Ju Zhe, He Jian-Jun
College of Science, Shenyang Aerospace University, 110136, People's Republic of China.
College of Information and Communication Engineering, Dalian Minzu University, 116600, People's Republic of China.
Anal Biochem. 2018 Jun 1;550:1-7. doi: 10.1016/j.ab.2018.04.005. Epub 2018 Apr 8.

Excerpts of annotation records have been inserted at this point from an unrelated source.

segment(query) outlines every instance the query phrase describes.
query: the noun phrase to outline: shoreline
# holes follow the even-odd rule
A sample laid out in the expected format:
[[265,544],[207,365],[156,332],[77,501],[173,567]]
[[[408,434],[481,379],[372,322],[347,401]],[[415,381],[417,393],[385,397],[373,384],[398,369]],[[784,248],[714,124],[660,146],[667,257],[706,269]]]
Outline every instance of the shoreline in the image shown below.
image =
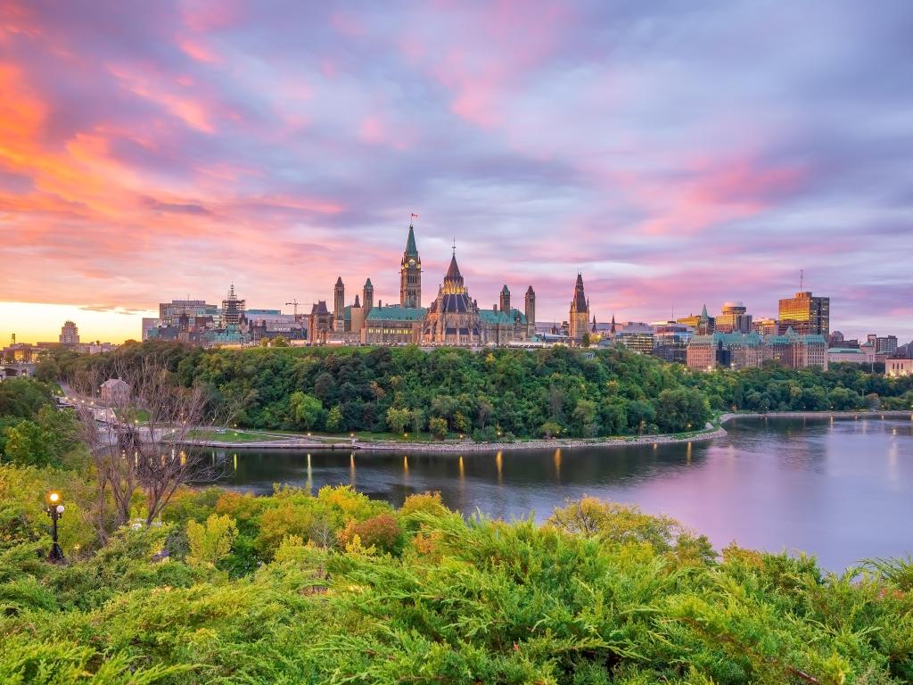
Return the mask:
[[641,445],[668,445],[687,442],[704,442],[726,435],[723,425],[738,418],[836,418],[858,419],[877,417],[913,419],[910,410],[858,410],[858,411],[802,411],[802,412],[728,412],[719,417],[719,426],[692,433],[665,433],[649,436],[629,436],[622,437],[557,437],[552,439],[518,440],[516,442],[473,442],[471,440],[453,442],[396,442],[378,440],[377,442],[359,442],[354,440],[332,443],[291,437],[284,440],[257,440],[252,442],[217,442],[213,440],[194,442],[194,447],[224,449],[313,449],[313,450],[358,450],[362,452],[491,452],[530,449],[572,449],[579,448],[612,448]]

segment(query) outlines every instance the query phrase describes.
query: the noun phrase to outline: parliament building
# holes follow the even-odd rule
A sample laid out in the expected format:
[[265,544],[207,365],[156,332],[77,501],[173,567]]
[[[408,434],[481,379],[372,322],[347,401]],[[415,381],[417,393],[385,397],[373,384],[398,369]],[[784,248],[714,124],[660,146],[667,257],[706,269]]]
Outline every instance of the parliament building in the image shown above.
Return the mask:
[[505,285],[498,302],[480,309],[456,264],[454,248],[444,282],[430,306],[422,306],[422,259],[410,223],[405,249],[400,262],[400,298],[396,304],[374,302],[371,279],[365,281],[361,300],[345,304],[341,277],[333,289],[333,310],[326,302],[313,305],[309,318],[311,344],[345,343],[373,345],[419,344],[482,347],[532,341],[536,334],[536,293],[530,286],[520,311],[510,306],[510,291]]

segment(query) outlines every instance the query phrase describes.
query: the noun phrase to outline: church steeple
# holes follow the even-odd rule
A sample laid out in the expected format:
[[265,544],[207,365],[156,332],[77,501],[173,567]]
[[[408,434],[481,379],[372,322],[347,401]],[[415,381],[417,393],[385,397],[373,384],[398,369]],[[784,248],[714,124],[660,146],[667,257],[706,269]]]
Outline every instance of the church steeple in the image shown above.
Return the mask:
[[418,256],[412,221],[409,222],[409,236],[405,240],[405,249],[403,251],[400,267],[400,305],[422,306],[422,259]]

Lysine glutarylation is new type of protein acylation modification in both prokaryotes and eukaryotes. To better understand the molecular mechanism of glutarylation, it is important to identify glutarylated substrates and their corresponding glutarylation sites accurately. In this study, a novel bioinformatics tool named GlutPred is developed to predict glutarylation sites by using multiple feature extraction and maximum relevance minimum redundancy feature selection. On the one hand, amino acid factors, binary encoding, and the composition of k-spaced amino acid pairs features are incorporated to encode glutarylation sites. And the maximum relevance minimum redundancy method and the incremental feature selection algorithm are adopted to remove the redundant features. On the other hand, a biased support vector machine algorithm is used to handle the imbalanced problem in glutarylation sites training dataset. As illustrated by 10-fold cross-validation, the performance of GlutPred achieves a satisfactory performance with a Sensitivity of 64.80%, a Specificity of 76.60%, an Accuracy of 74.90% and a Matthew's correlation coefficient of 0.3194. Feature analysis shows that some k-spaced amino acid pair features play the most important roles in the prediction of glutarylation sites. The conclusions derived from this study might provide some clues for understanding the molecular mechanisms of glutarylation.
赖氨酸戊二酰化是原核生物和真核生物中一种新型的蛋白质酰化修饰。为了更好地理解戊二酰化的分子机制,准确鉴定戊二酰化底物及其相应的戊二酰化位点非常重要。在本研究中,开发了一种名为GlutPred的新型生物信息学工具,通过使用多特征提取和最大相关最小冗余特征选择来预测戊二酰化位点。一方面,纳入氨基酸因子、二进制编码和k间隔氨基酸对特征的组成来编码戊二酰化位点。并采用最大相关最小冗余方法和增量特征选择算法去除冗余特征。另一方面,使用有偏支持向量机算法来处理戊二酰化位点训练数据集中的不平衡问题。如10折交叉验证所示,GlutPred的性能达到了令人满意的水平,灵敏度为64.80%,特异性为76.60%,准确率为74.90%,马修斯相关系数为0.3194。特征分析表明,一些k间隔氨基酸对特征在戊二酰化位点的预测中起最重要作用。本研究得出的结论可能为理解戊二酰化的分子机制提供一些线索。